I ended up overriding TProcessor for this:

class SessionTProcessor(TProcessor):
    """Modified TProcessor which runs `session.remove()` to make sure database
       connections are returned to the pool after the call.
    """
    def process(self, iprot, oprot):
        super(SessionTProcessor, self).process(iprot, oprot)

        # ensure sqlalchemy connection is returned to pool after call
        model.session.remove()

There are some other ways, for instance:

def tear_down(func):
    @wraps(func)
    def __(*args, **kwargs):
        try:
            return func(*args, **kwargs)
        finally:
            do_sth()
    return __

class Dispatcher(object):
    @tear_down
    def handle_foo(self):
        pass
    @tear_down
    def handle_bar(self):
        pass

@damnever I ended up talking to a colleague about the alternative solution, and he was concerned about "you'll have decorators everywhere" and we could potentially forget to add decorators to methods using the session. I'm thinking we're still going to end up overriding the TProcessor. Great idea though.

May someone also want to override the TServer, etc.

hit9 commented

Hi, this is a nice idea. Currently we are using the "decorator" way, not on the class methods but on the dispatcher class.

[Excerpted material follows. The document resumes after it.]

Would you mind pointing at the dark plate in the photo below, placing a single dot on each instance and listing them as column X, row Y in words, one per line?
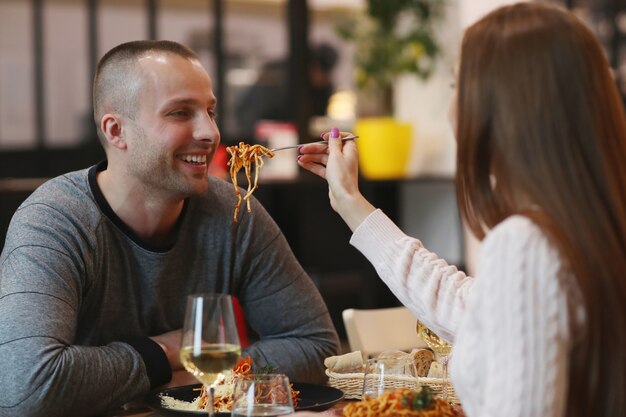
column 312, row 397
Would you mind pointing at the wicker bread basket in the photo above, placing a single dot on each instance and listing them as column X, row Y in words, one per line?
column 352, row 384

def do_something_around_call_context(cls):
    pass

@do_something_around_call_context
class Dispatcer(object)
    def ping(self):
        return 'pong'

By this way, every method under this dispatcher would be decorated.

Anyway, the decorator way just rewrite the target function, which is not a real hook.

cc @maralla @lxyu : How about provides some hooks like flask before_request and after_request decorators to allow developers do something like 'closes session, clear threadng locals` around the processor call context?